Posted by: Carolyn2 [TypeKey Profile Page] at April 11, 2005 5:58 PM

MORE SAD NEWS. US HAS WORST GUN CRIME OF ANY INDUSTRIALIZED NATION. NOT A SAFE COUNTRY TO LIVE IN.

Monday April 11, 07:55 PM
U.S. gun victims speak out
CHICAGO (Reuters) - In America's epidemic of gun violence, the worst of any industrialized nation, the dead make news but the wounded are soon forgotten.

With firearms mayhem in the headlines almost daily, from a Minnesota Indian reservation to an Atlanta courtroom and recent random shooting sprees in Texas and on the East Coast, it is the wounded who go on living -- a half million of them in recent years by one estimate.
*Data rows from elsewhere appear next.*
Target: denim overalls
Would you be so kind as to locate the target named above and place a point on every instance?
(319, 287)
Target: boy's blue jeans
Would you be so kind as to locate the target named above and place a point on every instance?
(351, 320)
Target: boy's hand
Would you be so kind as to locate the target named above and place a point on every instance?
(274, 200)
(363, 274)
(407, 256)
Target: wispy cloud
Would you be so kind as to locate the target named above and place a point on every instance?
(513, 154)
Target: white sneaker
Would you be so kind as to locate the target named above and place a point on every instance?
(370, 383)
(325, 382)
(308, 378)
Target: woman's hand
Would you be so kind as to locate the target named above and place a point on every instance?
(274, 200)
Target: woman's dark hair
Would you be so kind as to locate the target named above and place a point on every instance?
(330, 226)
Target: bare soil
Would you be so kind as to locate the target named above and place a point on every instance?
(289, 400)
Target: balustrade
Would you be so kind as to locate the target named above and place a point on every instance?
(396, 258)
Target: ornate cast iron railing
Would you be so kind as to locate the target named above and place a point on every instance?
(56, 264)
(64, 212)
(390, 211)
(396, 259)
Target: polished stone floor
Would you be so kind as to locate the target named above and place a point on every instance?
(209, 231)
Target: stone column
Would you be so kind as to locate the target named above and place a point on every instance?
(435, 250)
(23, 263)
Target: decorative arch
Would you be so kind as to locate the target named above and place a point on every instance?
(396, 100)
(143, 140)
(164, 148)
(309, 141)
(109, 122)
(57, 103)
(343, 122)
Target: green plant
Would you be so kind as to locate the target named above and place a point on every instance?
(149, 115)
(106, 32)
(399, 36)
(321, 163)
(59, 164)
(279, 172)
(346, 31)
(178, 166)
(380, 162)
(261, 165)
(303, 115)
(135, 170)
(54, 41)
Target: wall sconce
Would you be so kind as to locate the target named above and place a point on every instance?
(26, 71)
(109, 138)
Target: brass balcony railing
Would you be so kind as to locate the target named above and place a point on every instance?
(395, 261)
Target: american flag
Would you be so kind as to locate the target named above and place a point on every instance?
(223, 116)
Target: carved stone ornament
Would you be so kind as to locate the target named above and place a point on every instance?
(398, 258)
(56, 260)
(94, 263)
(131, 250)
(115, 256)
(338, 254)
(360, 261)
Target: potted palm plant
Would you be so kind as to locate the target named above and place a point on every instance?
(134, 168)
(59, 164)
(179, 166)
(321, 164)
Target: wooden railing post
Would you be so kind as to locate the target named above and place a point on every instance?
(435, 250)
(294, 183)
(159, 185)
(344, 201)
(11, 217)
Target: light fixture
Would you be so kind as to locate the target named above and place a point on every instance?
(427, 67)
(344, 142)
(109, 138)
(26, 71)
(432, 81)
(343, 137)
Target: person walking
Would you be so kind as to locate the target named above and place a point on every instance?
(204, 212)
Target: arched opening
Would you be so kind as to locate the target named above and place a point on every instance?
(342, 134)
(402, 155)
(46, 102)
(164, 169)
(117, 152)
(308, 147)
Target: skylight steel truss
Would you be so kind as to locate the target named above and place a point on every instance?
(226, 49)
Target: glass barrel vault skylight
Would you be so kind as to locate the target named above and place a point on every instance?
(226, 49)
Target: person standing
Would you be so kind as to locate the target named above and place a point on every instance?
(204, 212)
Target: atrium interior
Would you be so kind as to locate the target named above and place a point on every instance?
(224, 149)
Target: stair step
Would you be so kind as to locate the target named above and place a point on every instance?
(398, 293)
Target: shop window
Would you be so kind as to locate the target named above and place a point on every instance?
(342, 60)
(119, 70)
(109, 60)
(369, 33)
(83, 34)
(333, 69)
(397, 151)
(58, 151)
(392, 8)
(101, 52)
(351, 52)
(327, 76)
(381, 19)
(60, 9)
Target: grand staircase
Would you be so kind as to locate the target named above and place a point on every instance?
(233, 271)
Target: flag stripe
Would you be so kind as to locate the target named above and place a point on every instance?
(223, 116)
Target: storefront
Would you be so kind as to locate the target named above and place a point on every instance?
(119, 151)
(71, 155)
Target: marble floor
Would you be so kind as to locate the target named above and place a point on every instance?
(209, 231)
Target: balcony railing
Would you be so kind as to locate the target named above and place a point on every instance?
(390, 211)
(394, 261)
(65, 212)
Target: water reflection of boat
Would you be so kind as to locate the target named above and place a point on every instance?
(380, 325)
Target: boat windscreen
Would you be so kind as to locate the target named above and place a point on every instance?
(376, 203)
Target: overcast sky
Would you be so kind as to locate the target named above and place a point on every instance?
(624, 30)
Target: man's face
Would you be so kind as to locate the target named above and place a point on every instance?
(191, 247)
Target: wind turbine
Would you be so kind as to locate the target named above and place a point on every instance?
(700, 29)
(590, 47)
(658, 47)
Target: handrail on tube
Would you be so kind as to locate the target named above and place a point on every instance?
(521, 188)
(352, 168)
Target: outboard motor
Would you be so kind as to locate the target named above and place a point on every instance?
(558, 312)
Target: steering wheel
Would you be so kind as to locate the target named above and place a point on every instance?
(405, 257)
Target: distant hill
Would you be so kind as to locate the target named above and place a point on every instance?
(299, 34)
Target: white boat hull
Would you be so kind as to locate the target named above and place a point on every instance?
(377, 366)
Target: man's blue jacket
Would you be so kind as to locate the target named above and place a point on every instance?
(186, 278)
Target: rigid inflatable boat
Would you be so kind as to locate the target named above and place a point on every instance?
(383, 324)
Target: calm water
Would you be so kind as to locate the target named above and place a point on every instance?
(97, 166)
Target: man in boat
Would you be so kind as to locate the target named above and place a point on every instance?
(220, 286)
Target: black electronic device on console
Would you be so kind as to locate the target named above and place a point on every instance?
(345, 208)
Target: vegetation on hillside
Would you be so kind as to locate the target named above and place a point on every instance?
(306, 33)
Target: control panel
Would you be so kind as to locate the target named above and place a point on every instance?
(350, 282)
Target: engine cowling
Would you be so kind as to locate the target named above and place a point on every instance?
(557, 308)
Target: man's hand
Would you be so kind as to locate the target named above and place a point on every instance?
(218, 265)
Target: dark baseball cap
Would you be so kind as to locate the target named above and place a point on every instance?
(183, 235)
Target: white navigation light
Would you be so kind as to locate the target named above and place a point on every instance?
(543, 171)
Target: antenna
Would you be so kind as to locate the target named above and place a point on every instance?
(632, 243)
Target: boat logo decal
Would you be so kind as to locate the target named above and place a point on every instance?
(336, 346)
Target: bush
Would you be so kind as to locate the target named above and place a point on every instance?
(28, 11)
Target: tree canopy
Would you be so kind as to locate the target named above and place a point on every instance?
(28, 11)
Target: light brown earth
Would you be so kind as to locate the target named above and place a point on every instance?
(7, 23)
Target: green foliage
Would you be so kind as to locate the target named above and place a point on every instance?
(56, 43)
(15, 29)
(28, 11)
Some of them are speaking out, in raw black and white essays and photos on display at Chicago's Peace Museum (http://www.peacemuseum.org).
"I touched my face and saw the blood on my hand," says Ciara Padilla, who was 4 when shots from a drive-by gunman tore into her Dallas home.
The bullet "went in the top of my head, under the skin, so it didn't go into my brain. I just waited to be with my mom and dad so I wouldn't be alone," she adds. The camera caught her on a bench in front of a paint-peeled piano topped by a scarf and family photos, in the same home where she was shot in 1997.

There are about 50 stories like hers, captured in photos by Robert Drea and in the victim's own words by writer Stephanie Arena, each reduced to a display about the size of small window, each relentless in its honesty, pain and simplicity.
"I opened the door," recalls Tierra Varnado of New Orleans. "I don't remember the bullet hitting me. I remember going to the hospital." She was 12 in 2002 when a man invaded her home in a dispute with a member of her family. He carried an AK-47, killed two in her family and shot her in the head and face.

"I don't know if I did raise my hand or not but my grandma and mama told me I did. I was in the hospital for two months. My hand's all right ... right now I can't do much with it, but I be practicing," she says, her big eyes soft and haunting.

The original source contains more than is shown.